I installed unbound locally and used this, and it seems to have resolved
the issue. It's odd that the old server didn't show this behavior, but I'm
happy enough that it's resolved anyway. :)
Regards
Johan
On Friday, February 27, 2015 at 2:02:08 PM UTC+1, Bernd Ahlers wrote:
Johan, Henrik,
I tried to track this problem down.The problem is that the JVM does
not cache reverse DNS lookups. The available JVM DNS cache settings
like networkaddress.cache.ttl only affect forward DNS lookups.

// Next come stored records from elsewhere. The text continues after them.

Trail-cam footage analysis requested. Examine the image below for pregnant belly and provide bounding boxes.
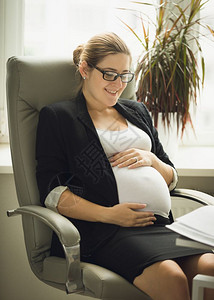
[113,167,171,218]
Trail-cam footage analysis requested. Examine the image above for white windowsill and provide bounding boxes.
[0,144,214,177]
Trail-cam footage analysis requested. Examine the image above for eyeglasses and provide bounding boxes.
[91,65,134,83]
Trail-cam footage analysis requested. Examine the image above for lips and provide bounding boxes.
[105,89,118,95]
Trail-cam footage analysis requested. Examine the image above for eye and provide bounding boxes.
[105,71,117,80]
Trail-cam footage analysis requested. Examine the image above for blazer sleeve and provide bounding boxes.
[36,107,72,205]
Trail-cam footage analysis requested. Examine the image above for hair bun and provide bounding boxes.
[73,44,84,67]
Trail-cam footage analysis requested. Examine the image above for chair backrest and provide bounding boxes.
[7,57,135,275]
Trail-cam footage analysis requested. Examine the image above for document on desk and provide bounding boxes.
[166,205,214,248]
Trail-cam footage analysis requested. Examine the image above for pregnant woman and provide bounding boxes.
[36,33,214,300]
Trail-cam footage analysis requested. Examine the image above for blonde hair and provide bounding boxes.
[73,32,131,91]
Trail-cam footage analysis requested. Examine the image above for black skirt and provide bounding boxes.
[82,216,212,283]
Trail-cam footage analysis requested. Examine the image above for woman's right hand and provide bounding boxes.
[106,203,156,227]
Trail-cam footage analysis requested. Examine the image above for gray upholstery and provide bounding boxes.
[7,57,214,300]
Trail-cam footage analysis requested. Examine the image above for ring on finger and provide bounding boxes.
[133,156,138,163]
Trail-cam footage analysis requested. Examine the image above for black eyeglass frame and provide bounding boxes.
[89,65,135,83]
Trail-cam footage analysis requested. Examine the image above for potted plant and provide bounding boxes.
[120,0,213,134]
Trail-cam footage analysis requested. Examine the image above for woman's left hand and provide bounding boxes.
[109,148,154,169]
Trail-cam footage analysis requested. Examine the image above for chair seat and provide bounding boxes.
[43,256,151,300]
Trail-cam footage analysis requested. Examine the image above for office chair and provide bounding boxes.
[7,57,213,300]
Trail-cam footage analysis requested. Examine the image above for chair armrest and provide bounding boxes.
[7,205,80,247]
[171,189,214,205]
[7,205,84,293]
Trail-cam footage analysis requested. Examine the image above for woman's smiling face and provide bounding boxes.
[82,53,130,110]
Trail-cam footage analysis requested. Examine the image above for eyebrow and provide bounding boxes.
[102,67,131,73]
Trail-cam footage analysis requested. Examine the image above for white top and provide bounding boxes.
[45,121,178,217]
[97,122,171,218]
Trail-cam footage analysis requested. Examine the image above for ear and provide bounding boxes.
[79,60,88,78]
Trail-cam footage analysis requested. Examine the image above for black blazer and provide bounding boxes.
[36,94,173,256]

The code for doing the reverse lookups in Graylog did not change in a
long time, so this problem is not new in 1.0.
I my test setup enabling force_rdns for a syslog input reduced the
throughput from around 7000 msg/s to 300 msg/s. This was without a
local DNS cache. Once I installed a DNS cache on the Graylog server,
the throughput went up to around 3000 msg/s.
We will investigate if there is a sane way to cache the reverse
lookups ourselves. In the meantime I suggest to test with a DNS cache
installed on the Graylog server nodes to see if that helps or to
disable the force_rdns setting.
Regards,
Bernd
On 25 February 2015 at 18:00, Bernd Ahlers be...@graylog.com
javascript: wrote:
Johan, Henrik,
thanks for the details. I created an issue on GitHub and will
investigate.
https://github.com/Graylog2/graylog2-server/issues/999
Regards,
Bernd
On 25 February 2015 at 17:48, Henrik Johansen h...@myunix.dk
javascript: wrote:
Bernd,
Correct - that issue started after 0.92.x.

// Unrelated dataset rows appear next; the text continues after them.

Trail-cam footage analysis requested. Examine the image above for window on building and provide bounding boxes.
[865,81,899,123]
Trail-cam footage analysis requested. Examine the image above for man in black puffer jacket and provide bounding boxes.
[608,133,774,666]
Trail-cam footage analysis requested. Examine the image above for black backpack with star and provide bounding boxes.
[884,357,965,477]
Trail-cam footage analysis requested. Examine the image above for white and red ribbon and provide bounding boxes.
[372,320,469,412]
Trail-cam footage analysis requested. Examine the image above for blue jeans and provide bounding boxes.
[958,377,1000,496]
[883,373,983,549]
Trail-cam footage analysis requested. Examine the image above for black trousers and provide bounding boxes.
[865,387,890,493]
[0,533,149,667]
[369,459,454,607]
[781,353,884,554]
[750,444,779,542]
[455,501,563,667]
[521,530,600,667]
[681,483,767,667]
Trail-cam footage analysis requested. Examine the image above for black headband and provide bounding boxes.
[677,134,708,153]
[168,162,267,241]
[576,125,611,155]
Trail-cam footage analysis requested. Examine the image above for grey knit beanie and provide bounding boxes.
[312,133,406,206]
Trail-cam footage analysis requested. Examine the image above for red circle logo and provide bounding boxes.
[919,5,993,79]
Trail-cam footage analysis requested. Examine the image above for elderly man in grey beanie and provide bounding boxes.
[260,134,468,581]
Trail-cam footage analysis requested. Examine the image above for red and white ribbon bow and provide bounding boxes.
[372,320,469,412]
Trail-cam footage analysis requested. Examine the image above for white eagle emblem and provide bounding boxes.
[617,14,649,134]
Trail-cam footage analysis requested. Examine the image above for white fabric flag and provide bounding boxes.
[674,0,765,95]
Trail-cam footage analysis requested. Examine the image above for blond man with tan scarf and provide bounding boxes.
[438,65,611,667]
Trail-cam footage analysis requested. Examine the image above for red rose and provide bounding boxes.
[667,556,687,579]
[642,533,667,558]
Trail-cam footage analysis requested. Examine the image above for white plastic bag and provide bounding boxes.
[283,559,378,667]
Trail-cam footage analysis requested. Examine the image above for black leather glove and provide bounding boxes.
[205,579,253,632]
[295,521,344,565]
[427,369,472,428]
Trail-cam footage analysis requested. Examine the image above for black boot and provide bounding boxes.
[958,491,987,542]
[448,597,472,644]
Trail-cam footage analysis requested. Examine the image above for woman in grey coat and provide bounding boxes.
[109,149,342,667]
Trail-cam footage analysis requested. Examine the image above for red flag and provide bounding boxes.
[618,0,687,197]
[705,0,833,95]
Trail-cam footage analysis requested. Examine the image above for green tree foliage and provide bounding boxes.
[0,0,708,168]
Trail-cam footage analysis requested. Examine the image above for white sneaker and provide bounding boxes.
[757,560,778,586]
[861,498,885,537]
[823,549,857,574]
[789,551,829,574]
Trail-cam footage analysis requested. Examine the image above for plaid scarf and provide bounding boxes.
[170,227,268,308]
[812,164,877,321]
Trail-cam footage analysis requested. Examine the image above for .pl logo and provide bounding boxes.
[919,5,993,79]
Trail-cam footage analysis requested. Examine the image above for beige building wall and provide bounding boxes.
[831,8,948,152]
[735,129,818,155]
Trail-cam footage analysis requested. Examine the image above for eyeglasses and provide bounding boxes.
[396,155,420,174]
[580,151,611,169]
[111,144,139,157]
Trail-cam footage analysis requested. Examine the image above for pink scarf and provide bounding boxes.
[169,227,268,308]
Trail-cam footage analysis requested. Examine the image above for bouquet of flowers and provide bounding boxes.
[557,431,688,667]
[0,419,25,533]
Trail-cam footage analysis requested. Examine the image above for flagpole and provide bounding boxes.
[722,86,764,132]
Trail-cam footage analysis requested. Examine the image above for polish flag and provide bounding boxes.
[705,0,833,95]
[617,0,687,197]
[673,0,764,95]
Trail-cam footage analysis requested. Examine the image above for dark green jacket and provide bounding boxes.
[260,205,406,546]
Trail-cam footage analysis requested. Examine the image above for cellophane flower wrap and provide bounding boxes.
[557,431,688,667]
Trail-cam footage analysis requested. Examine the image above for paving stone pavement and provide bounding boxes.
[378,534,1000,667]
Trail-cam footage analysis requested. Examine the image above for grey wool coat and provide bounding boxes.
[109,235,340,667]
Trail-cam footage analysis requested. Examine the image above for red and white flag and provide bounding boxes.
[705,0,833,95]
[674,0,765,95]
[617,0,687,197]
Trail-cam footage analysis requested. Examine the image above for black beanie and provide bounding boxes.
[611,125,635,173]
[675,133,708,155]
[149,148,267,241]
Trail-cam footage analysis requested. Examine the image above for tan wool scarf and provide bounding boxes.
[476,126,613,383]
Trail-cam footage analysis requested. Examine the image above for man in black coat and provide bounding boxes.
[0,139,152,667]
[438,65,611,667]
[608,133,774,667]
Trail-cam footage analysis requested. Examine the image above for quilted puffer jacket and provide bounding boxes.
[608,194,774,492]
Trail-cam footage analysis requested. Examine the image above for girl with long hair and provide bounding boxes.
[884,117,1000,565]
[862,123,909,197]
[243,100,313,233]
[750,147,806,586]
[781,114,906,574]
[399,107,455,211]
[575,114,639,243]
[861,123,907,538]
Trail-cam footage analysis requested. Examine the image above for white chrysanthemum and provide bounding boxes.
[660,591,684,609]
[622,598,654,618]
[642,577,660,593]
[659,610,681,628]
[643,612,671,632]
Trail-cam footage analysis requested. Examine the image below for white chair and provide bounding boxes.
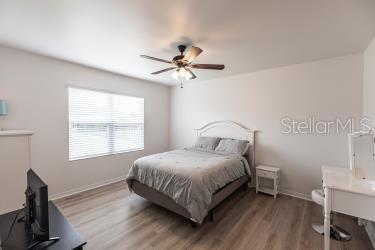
[311,189,352,241]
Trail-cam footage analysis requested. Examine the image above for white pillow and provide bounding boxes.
[194,136,220,150]
[215,139,249,155]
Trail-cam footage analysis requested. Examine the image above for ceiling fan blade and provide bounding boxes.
[183,46,203,63]
[151,67,177,75]
[140,55,172,63]
[186,68,197,79]
[190,64,225,70]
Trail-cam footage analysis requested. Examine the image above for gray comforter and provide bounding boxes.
[126,148,250,223]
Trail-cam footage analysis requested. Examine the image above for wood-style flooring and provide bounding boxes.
[55,182,373,250]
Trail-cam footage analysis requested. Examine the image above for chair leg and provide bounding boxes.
[208,209,214,222]
[190,220,198,228]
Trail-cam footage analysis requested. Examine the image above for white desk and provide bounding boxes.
[322,166,375,250]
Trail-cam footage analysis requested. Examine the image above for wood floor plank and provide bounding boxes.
[55,181,373,250]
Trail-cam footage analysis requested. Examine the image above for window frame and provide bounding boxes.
[66,85,146,162]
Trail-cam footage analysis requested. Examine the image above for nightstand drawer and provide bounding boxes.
[257,169,275,179]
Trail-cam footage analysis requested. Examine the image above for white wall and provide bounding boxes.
[170,54,363,198]
[363,38,375,247]
[0,47,169,208]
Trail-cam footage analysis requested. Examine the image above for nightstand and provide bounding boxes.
[256,165,280,199]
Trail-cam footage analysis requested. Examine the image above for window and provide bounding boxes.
[69,88,144,161]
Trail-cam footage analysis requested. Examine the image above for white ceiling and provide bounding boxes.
[0,0,375,84]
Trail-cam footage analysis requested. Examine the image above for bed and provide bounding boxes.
[126,121,255,226]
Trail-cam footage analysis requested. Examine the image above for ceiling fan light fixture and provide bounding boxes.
[172,67,193,80]
[185,71,193,80]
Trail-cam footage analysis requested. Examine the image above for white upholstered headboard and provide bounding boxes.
[196,121,256,167]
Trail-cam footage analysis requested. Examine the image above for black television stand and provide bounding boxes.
[0,201,86,250]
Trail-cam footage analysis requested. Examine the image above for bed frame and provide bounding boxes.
[129,121,256,227]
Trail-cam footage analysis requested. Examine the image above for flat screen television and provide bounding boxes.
[25,169,59,249]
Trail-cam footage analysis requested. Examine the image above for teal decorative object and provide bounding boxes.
[0,100,7,115]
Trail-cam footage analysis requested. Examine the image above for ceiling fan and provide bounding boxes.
[141,45,225,80]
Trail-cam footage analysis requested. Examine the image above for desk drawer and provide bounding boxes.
[257,169,275,179]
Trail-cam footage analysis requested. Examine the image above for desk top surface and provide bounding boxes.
[0,201,86,250]
[322,166,375,197]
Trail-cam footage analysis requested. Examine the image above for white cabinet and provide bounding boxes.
[0,130,33,214]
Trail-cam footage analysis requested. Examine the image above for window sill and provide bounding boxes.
[69,147,144,162]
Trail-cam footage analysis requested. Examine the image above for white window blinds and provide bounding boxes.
[69,88,144,160]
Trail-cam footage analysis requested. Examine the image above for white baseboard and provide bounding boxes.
[50,175,125,200]
[279,189,311,201]
[365,221,375,248]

We are still seeing evaluated CPU utilisation but we are attributing
that
to the fact that 0.92 was loosing messages in our setup.
On 25 Feb 2015, at 17:37, Bernd Ahlers be...@graylog.com
javascript: wrote:
Henrik,
uh, okay. I suppose it worked for you in 0.92 as well?
I will create an issue on GitHub for that.
Bernd
On 25 February 2015 at 17:14, Henrik Johansen h...@myunix.dk
javascript: wrote:
Bernd,
We saw the exact same issue - here is a graph over the CPU idle
percentage across a few of the cluster nodes during the upgrade :
http://5.9.37.177/graylog_cluster_cpu_idle.png
We went from ~20% CPU utilisation to ~100% CPU utilisation across
~200 cores and things only settled down after disabling force_rdns.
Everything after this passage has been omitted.